OpenAI a présenté le 22 avril un outil appelé ChatGPT for Clinicians, conçu spécifiquement pour les professionnels de santé. Ce n’est pas un nouveau modèle de langage, mais une version adaptée de ChatGPT, dotée d’un ensemble d’outils pensés pour les besoins médicaux quotidiens.
L’initiative répond à un usage déjà bien établi : selon Karan Singhal, responsable santé chez OpenAI, des millions de cliniciens consultaient déjà ChatGPT chaque semaine. La société a décidé de structurer cet usage plutôt que de le laisser s’improviser.
Un outil centré sur les tâches médicales courantes
ChatGPT for Clinicians cible trois domaines dans lesquels les soignants recouraient déjà à l’IA : les consultations de cas cliniques, la rédaction de documents administratifs et la veille scientifique.

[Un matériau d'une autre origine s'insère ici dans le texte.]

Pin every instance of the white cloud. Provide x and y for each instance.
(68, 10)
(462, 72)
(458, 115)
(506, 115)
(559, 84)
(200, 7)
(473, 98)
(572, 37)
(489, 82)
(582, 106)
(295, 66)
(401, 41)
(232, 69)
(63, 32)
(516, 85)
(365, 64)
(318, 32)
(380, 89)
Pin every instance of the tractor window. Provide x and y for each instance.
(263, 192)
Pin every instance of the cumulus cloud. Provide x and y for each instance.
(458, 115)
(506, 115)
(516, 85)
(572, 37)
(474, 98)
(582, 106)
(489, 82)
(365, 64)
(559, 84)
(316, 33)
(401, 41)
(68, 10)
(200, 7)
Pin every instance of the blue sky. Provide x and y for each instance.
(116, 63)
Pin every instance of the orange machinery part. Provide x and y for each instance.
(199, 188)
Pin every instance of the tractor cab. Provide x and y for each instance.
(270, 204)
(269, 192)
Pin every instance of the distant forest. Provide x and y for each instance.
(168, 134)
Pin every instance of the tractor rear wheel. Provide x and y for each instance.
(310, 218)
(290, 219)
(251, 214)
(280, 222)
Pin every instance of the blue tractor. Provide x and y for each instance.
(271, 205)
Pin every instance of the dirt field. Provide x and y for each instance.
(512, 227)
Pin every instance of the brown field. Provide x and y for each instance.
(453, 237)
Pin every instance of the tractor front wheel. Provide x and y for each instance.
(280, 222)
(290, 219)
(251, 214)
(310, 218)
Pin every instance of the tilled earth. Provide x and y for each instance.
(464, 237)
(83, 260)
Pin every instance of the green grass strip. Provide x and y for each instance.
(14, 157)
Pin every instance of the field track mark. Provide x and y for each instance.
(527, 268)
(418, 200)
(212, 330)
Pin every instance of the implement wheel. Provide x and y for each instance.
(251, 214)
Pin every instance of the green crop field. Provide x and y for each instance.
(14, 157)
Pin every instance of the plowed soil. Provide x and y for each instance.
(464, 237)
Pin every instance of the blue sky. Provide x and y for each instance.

L’objectif déclaré est de réduire la charge pesant sur des professionnels souvent surchargés.
L’outil est accessible gratuitement aux médecins, infirmiers praticiens, assistants médicaux et pharmaciens, après vérification de leur statut professionnel auprès d’OpenAI. Il se distingue des produits grand public comme ChatGPT Health ou Copilot Health de Microsoft, qui s’adressent directement aux patients.
Pour construire cet outil, OpenAI a collaboré avec des milliers de cliniciens, dont des experts issus d’établissements comme le Memorial Sloan Kettering. Les réponses générées s’appuient sur des études à comité de lecture, des recommandations de santé publique et des guides de pratique clinique.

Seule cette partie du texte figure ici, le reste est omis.